Les écologistes proposent :

  • Un Green New Deal de 600 milliards d’euros d’investissements sur deux ans, afin de financer la transition écologique et sociale de l’Union. Cette somme proviendra pour un tiers du secteur public et pour deux tiers du secteur privé, à travers l’activation de crédits d’impôts différés et la mise en place d’un fonds d’épargne énergétique. Elle financera en priorité la mise en place d’une Union énergétique écologiste (efficacité énergétique et renouvelables), la relocalisation de l’économie, l’innovation sociale et écologique. Les investissements mobilisés dans ces domaines permettront aux États membres de s’approcher des objectifs (emploi, inclusion sociale, éducation, R & D, énergie/climat) adoptés dans le cadre de la Stratégie UE 2020. Ils permettront de créer un million d’emplois. Les rendements attendus sont tels qu’à terme le pouvoir d’achat des citoyen.ne.s sera augmenté et l’assainissement des finances publiques accéléré, voire consolidé. Les publics prioritaires ciblés par ce fonds seront : les Européen.ne.s en situation de précarité énergétique (actuellement 10 à 11 %), les PME (la Commission estime que l’Europe peut réduire sa consommation des ressources de 17 %, soit 23 milliards d’euros d’économie par an et la création de 1,4 à 2,8 millions d’emplois) et enfin les services publics. Les priorités d’investissements, notamment géographiques, seront élaborées avec l’ensemble des États membres, la société civile et les Agences européennes des droits fondamentaux et de l’environnement.

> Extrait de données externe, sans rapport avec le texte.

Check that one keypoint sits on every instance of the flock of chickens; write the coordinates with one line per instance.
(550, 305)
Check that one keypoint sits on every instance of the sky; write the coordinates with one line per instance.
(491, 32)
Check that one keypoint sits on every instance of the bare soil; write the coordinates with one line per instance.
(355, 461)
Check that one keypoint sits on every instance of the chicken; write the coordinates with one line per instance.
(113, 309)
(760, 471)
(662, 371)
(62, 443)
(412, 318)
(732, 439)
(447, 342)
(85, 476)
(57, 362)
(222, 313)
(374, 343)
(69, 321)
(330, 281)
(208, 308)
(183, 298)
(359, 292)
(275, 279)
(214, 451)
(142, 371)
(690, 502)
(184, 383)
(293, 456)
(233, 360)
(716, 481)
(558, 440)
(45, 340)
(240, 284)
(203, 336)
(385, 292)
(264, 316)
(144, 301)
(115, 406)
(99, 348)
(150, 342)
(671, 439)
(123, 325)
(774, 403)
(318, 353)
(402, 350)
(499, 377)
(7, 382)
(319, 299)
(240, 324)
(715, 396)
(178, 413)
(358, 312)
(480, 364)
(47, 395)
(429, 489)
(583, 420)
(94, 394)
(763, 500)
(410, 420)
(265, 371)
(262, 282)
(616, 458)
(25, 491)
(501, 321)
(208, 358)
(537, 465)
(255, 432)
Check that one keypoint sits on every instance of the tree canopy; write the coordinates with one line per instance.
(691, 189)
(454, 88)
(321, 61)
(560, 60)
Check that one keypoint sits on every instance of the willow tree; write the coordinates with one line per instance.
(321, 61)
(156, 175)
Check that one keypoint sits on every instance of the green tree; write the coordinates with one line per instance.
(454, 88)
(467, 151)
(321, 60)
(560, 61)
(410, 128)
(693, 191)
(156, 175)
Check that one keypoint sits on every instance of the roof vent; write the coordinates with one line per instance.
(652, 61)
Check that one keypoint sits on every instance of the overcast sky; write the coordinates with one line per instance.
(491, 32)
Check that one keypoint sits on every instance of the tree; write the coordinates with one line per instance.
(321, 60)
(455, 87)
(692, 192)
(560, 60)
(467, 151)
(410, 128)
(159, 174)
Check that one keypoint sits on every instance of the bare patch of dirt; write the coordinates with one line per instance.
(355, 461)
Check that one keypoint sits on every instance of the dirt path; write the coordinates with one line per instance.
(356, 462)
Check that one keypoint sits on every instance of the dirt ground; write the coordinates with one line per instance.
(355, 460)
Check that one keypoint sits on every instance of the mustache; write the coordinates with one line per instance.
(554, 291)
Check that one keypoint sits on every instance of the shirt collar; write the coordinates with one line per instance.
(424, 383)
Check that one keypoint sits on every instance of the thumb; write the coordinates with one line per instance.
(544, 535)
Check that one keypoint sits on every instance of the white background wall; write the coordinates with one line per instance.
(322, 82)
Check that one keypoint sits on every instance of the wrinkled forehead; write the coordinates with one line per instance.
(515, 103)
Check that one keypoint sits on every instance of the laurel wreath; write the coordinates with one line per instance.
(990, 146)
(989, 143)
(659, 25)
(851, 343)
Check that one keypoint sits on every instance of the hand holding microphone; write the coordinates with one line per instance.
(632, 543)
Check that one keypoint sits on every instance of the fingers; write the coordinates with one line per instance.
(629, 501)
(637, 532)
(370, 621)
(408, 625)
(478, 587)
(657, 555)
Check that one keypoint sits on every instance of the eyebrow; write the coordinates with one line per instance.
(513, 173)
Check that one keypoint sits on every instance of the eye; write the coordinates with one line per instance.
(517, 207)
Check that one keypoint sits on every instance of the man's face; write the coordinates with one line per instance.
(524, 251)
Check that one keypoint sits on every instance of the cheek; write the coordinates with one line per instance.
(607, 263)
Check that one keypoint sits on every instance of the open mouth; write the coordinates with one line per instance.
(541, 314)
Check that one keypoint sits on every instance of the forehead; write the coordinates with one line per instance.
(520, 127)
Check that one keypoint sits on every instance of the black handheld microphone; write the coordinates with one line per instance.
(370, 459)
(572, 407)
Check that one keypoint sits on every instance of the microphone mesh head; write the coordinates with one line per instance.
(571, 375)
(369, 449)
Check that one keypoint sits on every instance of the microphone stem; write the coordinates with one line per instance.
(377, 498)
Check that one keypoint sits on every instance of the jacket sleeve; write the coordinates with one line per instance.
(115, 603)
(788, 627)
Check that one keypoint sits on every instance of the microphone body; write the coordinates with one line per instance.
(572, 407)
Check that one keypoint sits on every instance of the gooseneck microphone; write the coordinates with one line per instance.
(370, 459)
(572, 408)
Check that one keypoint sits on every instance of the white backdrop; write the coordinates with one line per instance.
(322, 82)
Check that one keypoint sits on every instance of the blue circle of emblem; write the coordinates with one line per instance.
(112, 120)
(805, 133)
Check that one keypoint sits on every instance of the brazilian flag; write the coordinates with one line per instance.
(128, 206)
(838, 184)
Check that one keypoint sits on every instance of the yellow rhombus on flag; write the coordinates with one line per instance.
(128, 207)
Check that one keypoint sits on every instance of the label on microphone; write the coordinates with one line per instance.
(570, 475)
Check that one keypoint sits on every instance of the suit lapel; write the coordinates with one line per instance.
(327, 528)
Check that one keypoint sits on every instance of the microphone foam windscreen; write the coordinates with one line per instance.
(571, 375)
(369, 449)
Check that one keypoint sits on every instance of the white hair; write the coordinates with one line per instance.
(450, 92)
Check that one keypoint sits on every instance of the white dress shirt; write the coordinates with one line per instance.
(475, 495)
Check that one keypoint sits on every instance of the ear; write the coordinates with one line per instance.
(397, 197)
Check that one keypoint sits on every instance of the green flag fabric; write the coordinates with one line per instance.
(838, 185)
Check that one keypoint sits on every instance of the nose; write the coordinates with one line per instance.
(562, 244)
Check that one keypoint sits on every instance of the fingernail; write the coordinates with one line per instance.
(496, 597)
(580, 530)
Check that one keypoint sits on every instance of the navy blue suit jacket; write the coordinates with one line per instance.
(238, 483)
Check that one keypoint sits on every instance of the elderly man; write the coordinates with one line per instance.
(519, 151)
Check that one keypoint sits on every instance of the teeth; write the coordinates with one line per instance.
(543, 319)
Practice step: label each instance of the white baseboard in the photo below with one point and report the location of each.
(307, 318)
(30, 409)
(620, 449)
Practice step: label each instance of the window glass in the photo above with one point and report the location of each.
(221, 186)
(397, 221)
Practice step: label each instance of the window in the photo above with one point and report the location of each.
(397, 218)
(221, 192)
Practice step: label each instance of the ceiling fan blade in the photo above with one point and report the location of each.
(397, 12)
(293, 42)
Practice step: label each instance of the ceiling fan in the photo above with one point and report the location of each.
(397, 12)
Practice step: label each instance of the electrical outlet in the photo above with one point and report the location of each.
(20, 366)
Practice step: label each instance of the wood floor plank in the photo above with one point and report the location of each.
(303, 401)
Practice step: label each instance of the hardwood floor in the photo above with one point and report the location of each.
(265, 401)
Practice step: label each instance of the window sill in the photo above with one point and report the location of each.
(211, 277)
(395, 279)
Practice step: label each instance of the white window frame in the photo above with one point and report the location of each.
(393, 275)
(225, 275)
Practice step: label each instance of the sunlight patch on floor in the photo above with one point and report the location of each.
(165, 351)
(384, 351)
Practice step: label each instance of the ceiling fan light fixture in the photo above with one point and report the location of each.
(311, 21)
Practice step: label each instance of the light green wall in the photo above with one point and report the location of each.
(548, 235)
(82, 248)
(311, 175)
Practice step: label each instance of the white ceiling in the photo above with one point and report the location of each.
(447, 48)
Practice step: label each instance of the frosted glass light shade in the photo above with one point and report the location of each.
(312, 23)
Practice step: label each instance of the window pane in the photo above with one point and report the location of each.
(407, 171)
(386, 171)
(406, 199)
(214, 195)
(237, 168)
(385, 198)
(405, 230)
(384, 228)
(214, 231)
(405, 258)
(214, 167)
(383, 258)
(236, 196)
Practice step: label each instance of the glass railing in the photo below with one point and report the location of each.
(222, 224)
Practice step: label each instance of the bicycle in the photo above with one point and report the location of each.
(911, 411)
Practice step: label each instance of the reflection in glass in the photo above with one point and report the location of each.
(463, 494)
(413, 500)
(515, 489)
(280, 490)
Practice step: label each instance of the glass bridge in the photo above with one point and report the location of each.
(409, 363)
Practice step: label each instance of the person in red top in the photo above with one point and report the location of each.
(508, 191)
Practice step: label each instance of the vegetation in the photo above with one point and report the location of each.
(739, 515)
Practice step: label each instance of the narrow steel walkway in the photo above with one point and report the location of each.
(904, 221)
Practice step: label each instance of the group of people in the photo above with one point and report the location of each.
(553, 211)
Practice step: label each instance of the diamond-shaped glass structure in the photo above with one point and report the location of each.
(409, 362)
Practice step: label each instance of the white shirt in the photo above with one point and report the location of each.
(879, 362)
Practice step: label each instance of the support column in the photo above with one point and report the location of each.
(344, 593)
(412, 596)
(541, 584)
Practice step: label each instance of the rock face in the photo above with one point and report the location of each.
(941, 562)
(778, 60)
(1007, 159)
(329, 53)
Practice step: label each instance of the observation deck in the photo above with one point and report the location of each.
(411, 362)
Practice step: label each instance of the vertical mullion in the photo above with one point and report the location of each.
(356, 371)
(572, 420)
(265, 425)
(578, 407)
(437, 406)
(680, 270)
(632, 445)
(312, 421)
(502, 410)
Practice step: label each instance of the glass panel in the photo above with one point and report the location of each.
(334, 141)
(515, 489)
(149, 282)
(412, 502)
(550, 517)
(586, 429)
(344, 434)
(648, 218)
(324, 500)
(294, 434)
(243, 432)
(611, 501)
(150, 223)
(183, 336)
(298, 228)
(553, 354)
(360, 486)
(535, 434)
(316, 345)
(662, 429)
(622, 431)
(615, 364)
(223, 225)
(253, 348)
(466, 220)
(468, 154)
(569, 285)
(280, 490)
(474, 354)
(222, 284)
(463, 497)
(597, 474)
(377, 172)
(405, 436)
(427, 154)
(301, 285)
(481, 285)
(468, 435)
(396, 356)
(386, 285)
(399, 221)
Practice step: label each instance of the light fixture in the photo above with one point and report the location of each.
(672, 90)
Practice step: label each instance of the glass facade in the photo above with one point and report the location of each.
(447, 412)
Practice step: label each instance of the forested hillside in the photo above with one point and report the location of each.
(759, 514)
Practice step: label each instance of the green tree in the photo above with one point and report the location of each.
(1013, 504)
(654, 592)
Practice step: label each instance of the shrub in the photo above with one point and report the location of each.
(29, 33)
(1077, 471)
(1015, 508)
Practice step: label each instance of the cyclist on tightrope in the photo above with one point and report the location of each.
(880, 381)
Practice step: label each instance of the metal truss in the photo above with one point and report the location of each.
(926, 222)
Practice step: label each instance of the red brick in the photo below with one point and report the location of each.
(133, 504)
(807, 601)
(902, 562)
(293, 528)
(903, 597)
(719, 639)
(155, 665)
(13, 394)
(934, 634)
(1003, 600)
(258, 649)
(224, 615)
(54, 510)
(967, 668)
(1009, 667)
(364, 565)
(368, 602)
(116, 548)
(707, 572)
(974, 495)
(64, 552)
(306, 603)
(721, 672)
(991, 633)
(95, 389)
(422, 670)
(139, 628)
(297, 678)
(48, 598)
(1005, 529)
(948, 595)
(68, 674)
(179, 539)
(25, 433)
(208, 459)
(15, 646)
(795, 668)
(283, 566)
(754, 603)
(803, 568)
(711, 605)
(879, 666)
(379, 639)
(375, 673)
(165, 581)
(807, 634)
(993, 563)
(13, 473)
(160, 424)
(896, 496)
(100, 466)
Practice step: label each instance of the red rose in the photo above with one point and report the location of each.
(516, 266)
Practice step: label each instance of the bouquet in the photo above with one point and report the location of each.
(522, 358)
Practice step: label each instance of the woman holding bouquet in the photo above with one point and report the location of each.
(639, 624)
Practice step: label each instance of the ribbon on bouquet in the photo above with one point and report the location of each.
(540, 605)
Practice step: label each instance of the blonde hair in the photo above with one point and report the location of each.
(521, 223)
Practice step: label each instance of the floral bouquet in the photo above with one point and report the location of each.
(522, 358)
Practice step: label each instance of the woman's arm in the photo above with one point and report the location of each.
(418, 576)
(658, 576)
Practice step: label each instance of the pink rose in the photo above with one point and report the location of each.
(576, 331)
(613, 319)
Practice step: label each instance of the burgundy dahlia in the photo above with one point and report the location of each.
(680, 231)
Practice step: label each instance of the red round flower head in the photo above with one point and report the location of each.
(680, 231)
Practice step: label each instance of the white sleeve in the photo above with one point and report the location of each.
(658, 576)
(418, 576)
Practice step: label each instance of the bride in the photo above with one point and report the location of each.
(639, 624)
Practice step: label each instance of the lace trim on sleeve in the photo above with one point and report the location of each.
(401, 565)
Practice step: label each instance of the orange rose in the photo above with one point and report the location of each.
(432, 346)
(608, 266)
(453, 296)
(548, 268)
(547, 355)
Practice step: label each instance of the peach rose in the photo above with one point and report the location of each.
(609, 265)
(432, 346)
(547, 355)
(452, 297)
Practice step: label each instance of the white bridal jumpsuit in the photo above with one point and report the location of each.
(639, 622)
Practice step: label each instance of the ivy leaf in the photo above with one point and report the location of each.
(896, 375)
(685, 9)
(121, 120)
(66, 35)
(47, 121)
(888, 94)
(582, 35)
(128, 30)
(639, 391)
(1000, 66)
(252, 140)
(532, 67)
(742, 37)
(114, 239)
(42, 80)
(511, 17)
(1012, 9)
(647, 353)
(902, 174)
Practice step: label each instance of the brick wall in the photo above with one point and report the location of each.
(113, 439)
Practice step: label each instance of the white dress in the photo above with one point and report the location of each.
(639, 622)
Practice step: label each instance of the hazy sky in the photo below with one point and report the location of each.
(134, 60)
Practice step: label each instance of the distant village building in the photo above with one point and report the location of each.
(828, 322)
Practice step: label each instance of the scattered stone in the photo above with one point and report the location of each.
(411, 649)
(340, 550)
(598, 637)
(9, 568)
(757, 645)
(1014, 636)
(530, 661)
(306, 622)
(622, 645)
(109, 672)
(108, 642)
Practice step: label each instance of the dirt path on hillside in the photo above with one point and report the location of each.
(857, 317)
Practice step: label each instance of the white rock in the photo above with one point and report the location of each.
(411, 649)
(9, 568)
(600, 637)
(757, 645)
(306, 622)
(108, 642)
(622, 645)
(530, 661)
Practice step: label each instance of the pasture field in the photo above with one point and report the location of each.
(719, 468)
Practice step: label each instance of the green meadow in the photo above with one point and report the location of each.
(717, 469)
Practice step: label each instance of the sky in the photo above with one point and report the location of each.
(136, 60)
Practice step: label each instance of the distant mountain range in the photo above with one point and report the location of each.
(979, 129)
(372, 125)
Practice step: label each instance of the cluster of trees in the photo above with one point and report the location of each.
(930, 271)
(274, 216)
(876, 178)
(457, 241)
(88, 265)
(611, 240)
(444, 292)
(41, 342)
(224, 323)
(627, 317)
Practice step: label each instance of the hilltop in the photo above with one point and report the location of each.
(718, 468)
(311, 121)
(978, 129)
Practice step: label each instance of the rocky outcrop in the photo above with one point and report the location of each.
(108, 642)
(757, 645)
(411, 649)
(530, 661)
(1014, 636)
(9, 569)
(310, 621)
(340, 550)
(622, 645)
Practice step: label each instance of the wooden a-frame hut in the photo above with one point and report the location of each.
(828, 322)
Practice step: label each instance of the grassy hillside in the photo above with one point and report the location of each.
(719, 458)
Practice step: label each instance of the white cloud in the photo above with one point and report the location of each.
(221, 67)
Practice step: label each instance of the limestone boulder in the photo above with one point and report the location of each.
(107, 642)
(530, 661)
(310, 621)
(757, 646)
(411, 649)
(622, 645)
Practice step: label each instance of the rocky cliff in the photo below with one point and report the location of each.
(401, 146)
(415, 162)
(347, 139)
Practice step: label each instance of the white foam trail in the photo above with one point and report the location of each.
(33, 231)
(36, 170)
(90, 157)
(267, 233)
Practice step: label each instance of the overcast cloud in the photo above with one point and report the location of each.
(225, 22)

  • Un plan d’industrialisation écologique pour l’Europe. Aujourd’hui, l’industrie européenne ne pèse que 12 % du PIB européen. Nous visons l’objectif de la faire passer à 20 %, en nous appuyant sur les industries d’avenir : énergies propres et renouvelables hors nucléaire ; transports propres, notamment ferroviaire, et connexion de l’ensemble des zones européennes ; économie circulaire et préservation des ressources via le réemploi, la réparation et le recyclage ; et enfin industrie du numérique. Nous proposons la création de pôles industriels européens financés par des « project bounds », c’est-à-dire avec un financement européen mutuellement garanti et un pilotage supranational. La réindustrialisation européenne nécessite de sortir du principe, considéré comme absolu, de « concurrence libre et non faussée », afin de permettre la création d’une industrie européenne à même de faire face à ses concurrents mondiaux. Les États doivent être en mesure de coopérer pour faire naître des industries aussi rayonnantes que celle d’Airbus. Afin de créer cette industrie européenne, il est également nécessaire d’encadrer fortement les activités des entreprises industrielles multinationales. Ainsi, l’Union devra mettre en place des règles strictes à leur égard. Notamment : la récupération des aides publiques, y compris européennes, lorsque les entreprises usent de licenciements abusifs ; la suspension des aides publiques, y compris européennes, lorsque les dividendes y sont excessifs ou les écarts de salaires disproportionnés ; la suppression des exonérations fiscales non liées à la création d’emplois ou à la transition écologique. L’Union européenne devra également limiter les montages fiscaux abusifs par une plus grande coopération entre les États membres, instaurer des droits de douane sociaux et environnementaux aux frontières européennes et établir une cellule d’anticipation et de prévention des restructurations d’industries.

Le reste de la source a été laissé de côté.